Wally Butterworth
Hebert Wallace “Wally” Butterworth was an American radio announcer and host of variety and quiz shows.
Born in Philadelphia, Butterworth aspired to be a singer from an early age. He took singing lessons and after graduating from Swarthmore High School as president of his class, went on two successful singing tours in Canada and the eastern United States.
Butterworth auditioned for the role as an announcer for NBC radio in New York City in the early 1930s. He got the job and was stationed in Chicago, Illinois. He covered the Chicago Civic Opera, the Symphony, football games and livestock parades. After a stint in the Navy, he was hired as the announcer of Vox Pop, but in 1936, co-host Jerry Belcher left the program, and Butterworth took over as host. In 1939, the show moved from NBC radio to CBS radio.

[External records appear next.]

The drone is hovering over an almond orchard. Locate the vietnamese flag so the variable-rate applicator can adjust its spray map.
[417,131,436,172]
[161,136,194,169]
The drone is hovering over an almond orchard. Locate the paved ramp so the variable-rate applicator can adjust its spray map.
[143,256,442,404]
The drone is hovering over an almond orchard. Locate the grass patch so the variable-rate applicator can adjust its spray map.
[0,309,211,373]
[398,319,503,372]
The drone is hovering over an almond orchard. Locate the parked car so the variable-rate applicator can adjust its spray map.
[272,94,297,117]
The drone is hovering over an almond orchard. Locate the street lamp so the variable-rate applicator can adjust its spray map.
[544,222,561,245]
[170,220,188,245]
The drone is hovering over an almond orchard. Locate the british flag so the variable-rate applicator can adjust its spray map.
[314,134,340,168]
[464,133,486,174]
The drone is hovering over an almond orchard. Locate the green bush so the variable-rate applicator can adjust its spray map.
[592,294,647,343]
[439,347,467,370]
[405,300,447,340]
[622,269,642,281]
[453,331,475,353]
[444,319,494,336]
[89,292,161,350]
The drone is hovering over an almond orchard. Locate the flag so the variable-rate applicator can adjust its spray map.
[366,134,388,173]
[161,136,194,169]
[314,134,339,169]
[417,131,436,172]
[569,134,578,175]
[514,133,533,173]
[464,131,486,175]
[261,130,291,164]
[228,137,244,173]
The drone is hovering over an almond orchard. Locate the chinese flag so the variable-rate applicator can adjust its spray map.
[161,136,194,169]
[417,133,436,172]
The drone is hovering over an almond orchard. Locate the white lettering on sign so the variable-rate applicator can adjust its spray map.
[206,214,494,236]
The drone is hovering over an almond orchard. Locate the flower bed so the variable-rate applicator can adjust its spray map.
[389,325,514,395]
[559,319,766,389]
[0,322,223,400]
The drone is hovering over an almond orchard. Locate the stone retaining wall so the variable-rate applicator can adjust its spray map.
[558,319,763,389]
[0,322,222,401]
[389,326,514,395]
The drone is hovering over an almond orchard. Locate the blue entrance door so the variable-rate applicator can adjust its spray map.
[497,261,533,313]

His work on Vox Pop led Butterworth to host and create other quiz programs, some of his own design. This continued from the late 1930s until the early 1960s. Butterworth lost a lawsuit against General Electric over a contract for a television quiz show which he felt was directly modeled after one of his radio programs.
The lawsuit between Butterworth and GE led him to become politically active. He broadcast a radio program in Atlanta on which he opposed the NAACP convention and attacked blacks, non-Christians and Catholics. The show was cancelled after being on the air for only two weeks, and the resulting lawsuit he filed against the radio station ended unsuccessfully. Around 1961, the Georgia offshoot of the Ku Klux Klan, the National Knights of the Ku Klux Klan used recordings narrated by Butterworth to spread its pitch. Butterworth also organized the Defensive Legion of Registered Americans in 1962, and narrated a series of spoken voice recordings for the Christian Voters and Buyers League, promoting anti-Semitism, racism, and a boycott of Kosher products.
Butterworth died in Pennsylvania on February 24, 1974.